Why Have Atheists Started Their Own Church?

We are told that many people in Britain think church is irrelevant. They might be interested in spiritual things but have no time for ‘organised religion.’  Why is it, then, that some atheists have started an ‘atheist church’ in London which meets on a Sunday morning (in a deconsecrated church) and they have songs (for which they stand), readings, a ‘sermon’, ‘reflective silence’ and even a collection? Is this deep down a yearning for ‘organised religion’?

However they say they are a ‘godless congregation’ which doesn’t have the ‘terrible dogma’ of Christianity. What is terrible about a God who is so loving he islove?
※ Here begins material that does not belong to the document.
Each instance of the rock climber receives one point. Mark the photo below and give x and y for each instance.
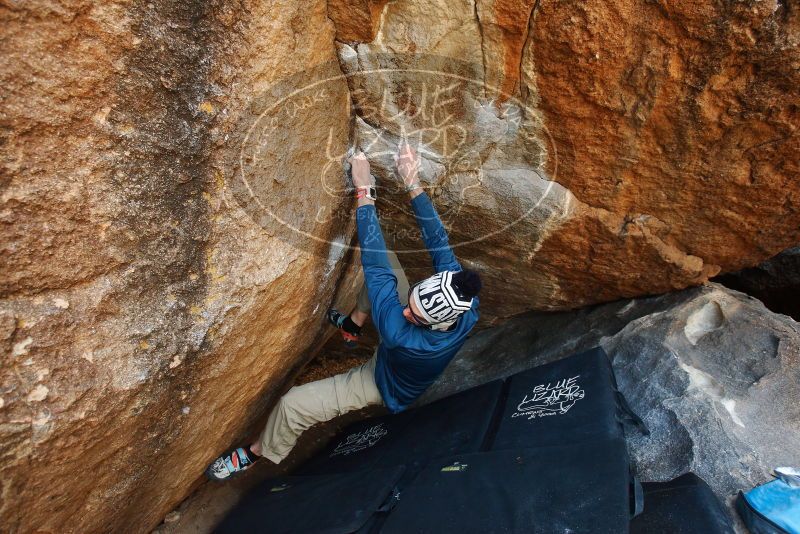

What is terrible about a God who loves us enough to become human in the person of Jesus so that he could die to show us how much he loves us, as well as how much it costs him to forgive human bad behaviour? What is terrible about the prospect of a life of eternal bliss and fulfilment beyond this one? Clearly, our friends in the atheist church don’t really understand what they are rejecting, and what they are missing.

Their ‘church’ is an inferior replica of the real thing. It is a vehicle without an engine – it has no power to keep it moving forwards. Even the British Humanist Association is sceptical and says there were a number of atheist churches a hundred years ago, but they all petered out. The real church has lasted 2000 years and in many places is alive, well and growing.

How sad that people think they can have the benefits of religion without having the heart of religion: Jesus himself.